Le congrès a fini par voter ce qu’il a appelé des résolutions, qui ne sont, en réalité, que des déclarations de principes, puisque la fixation du taux des salaires, par exemple, qui était le plus cher de ses vœux, non-seulement lui échappe, mais échappe même à toutes les puissances humaines. Aucune question n’a d’ailleurs été serrée d’un peu près : pour la protection des ouvrières, les congressistes ont adopté la formule suivante : à travail égal, salaire égal. Cela voulait-il dire, dans leur pensée, que le salaire des hommes devrait être réduit au profit de celui des femmes, qui serait augmenté de façon à obtenir un nivellement ; ou bien que le salaire féminin serait, purement et simplement, porté au chiffre du salaire masculin ? Et qui donc paiera la différence ? Les ouvriers paraissent ignorer que ce sont eux-mêmes qui, par les mains de leurs patrons réciproques, se paient les uns aux autres leurs salaires, compris dans la valeur des objets qu’ils consomment. La consommation des pauvres étant infiniment plus grande que la consommation des riches, parce qu’ils sont infiniment plus nombreux, l’élévation factice des salaires, même si elle était possible, correspondrait aussitôt à une élévation du prix de la vie pour les ouvriers, et, par conséquent, ne leur servirait à rien.

Ce groupe de travailleurs, qui s’escriment contre le capital et qui rêvent de tuer leur poule aux œufs d’or, ignorent que c’est au contraire par l’extension de ce capitalisme qui se développe chaque jour et chaque jour se démocratise, qu’ont été obtenues la plupart des améliorations sociales dont ce siècle s’honore, et que le siècle suivant obtiendra, par le même moyen, dans l’avenir, beaucoup de celles qui sont encore dans le domaine des espérances.

Les meneurs socialistes, qui prêchaient l’union internationale du prolétariat et l’égalisation des salaires, s’étaient à peine séparés depuis trois jours, lorsqu’un incident déplorable se produisait dans le sud de la France, à Aigues-Mortes, provoqué justement par des concurrences ouvrières, par une offre de travail étranger qui faisait baisser le prix du travail indigène. Que la querelle entre les ouvriers français et italiens, employés chaque année à cette époque, dans les salins du Midi, à la récolte du sel, ait eu pour motif accidentel quelques taquineries entre journaliers des deux nations, il n’en est pas moins vrai qu’entre eux la cause permanente et ancienne de l’hostilité est un antagonisme économique.

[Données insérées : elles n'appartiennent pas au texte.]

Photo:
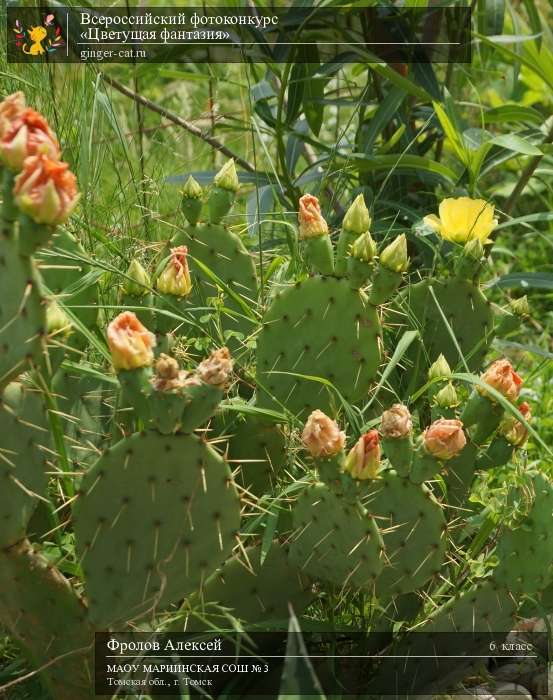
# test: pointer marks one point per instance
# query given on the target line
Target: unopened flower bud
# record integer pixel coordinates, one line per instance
(394, 256)
(447, 397)
(322, 436)
(396, 422)
(192, 189)
(474, 249)
(167, 374)
(138, 282)
(357, 219)
(363, 460)
(175, 279)
(131, 344)
(513, 430)
(502, 377)
(444, 439)
(46, 190)
(439, 369)
(520, 306)
(217, 369)
(310, 219)
(57, 321)
(364, 247)
(226, 178)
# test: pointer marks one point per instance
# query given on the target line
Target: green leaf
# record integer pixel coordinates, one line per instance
(381, 118)
(525, 280)
(515, 143)
(513, 113)
(401, 348)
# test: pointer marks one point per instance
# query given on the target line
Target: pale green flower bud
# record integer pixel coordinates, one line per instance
(364, 247)
(447, 397)
(394, 256)
(226, 178)
(474, 249)
(520, 306)
(357, 219)
(138, 282)
(439, 369)
(57, 321)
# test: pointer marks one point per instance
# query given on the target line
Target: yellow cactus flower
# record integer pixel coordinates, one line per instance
(463, 219)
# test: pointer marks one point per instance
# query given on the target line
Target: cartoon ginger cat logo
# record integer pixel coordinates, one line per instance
(37, 36)
(44, 38)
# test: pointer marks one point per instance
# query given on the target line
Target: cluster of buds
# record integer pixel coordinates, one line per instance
(175, 278)
(44, 188)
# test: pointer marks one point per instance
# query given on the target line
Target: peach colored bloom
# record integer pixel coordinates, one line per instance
(175, 279)
(444, 439)
(217, 369)
(310, 218)
(322, 436)
(513, 430)
(131, 344)
(396, 422)
(46, 190)
(502, 377)
(26, 135)
(363, 459)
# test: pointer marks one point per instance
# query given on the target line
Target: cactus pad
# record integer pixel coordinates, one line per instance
(335, 540)
(319, 327)
(48, 619)
(225, 255)
(23, 427)
(523, 550)
(22, 314)
(257, 594)
(468, 313)
(258, 446)
(156, 516)
(413, 527)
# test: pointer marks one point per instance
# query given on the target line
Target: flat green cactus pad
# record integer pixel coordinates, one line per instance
(525, 553)
(23, 428)
(320, 327)
(257, 593)
(335, 540)
(224, 253)
(156, 516)
(413, 528)
(71, 279)
(42, 612)
(468, 313)
(257, 445)
(22, 314)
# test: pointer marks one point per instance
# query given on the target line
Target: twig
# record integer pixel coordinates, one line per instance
(525, 177)
(211, 140)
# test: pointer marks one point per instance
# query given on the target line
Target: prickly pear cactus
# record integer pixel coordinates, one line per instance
(413, 530)
(221, 266)
(51, 621)
(327, 327)
(250, 587)
(22, 312)
(156, 514)
(24, 430)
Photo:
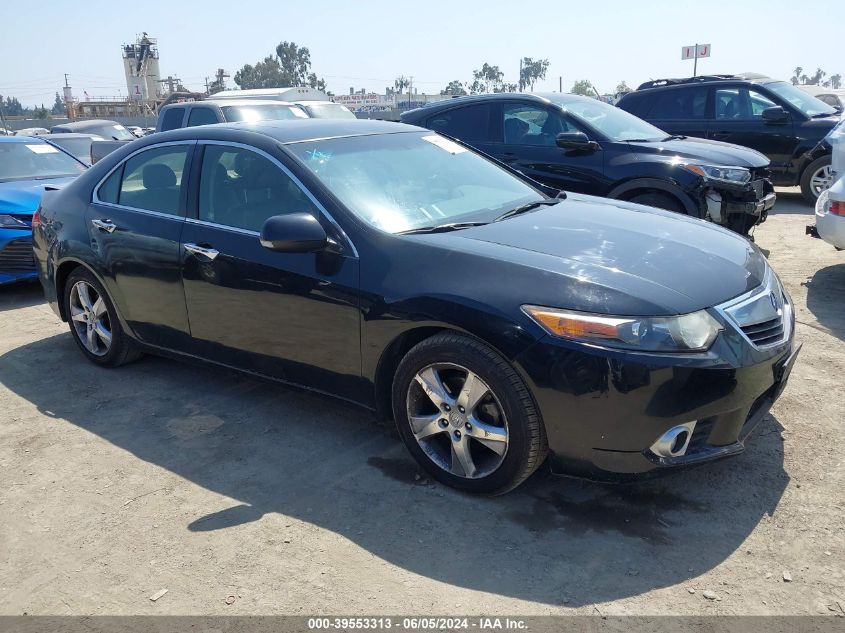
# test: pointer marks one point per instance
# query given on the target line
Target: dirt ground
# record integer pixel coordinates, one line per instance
(243, 497)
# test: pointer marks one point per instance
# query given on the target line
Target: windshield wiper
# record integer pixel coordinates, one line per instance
(523, 208)
(442, 228)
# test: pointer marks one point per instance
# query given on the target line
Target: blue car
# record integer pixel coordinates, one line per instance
(27, 164)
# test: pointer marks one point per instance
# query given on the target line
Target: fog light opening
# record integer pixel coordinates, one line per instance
(674, 442)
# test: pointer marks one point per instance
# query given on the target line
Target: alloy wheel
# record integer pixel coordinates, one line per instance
(90, 318)
(822, 179)
(457, 420)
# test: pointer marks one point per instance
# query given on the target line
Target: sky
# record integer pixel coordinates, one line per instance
(367, 44)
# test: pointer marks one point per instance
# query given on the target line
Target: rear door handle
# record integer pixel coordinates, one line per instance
(105, 225)
(196, 249)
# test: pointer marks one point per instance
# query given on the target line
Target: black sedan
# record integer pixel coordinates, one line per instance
(581, 144)
(495, 320)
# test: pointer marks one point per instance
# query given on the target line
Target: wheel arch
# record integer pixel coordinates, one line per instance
(637, 186)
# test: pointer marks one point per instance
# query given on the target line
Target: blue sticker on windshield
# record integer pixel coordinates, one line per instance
(318, 155)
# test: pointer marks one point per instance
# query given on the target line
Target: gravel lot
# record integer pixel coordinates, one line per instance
(243, 497)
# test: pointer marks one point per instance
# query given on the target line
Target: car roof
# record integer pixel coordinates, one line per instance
(73, 135)
(233, 102)
(291, 131)
(84, 125)
(21, 139)
(560, 98)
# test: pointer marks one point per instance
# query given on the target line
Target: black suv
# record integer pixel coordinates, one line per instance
(774, 117)
(587, 146)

De pareilles scènes de sauvagerie ne peuvent qu’exciter partout l’indignation la plus vive, et c’est avec une véritable tristesse que l’on en reçut à Paris la nouvelle. A Rome et dans beaucoup de villes d’Italie, ce fut par une explosion de fureur contre la France que la population accueillit les premières dépêches. Sans attendre les détails de cette sanglante collision, qui enlevaient complètement à ces faits odieux le caractère politique que l’on affectait d’y attacher au-delà des Alpes, sans considérer que les Italiens avaient eu les premiers torts, que le sang français avait coulé le premier et que la conduite de nos compatriotes avait été un acte de vengeance, et non un acte de provocation, des manifestations violentes s’organisèrent aussitôt à Rome et se portèrent devant notre ambassade et devant les divers bâtimens occupés par la colonie officielle française, que les carabiniers eurent beaucoup de peine à protéger. Des scènes analogues, quoique moins graves, eurent lieu à Gênes, à Milan, à Messine.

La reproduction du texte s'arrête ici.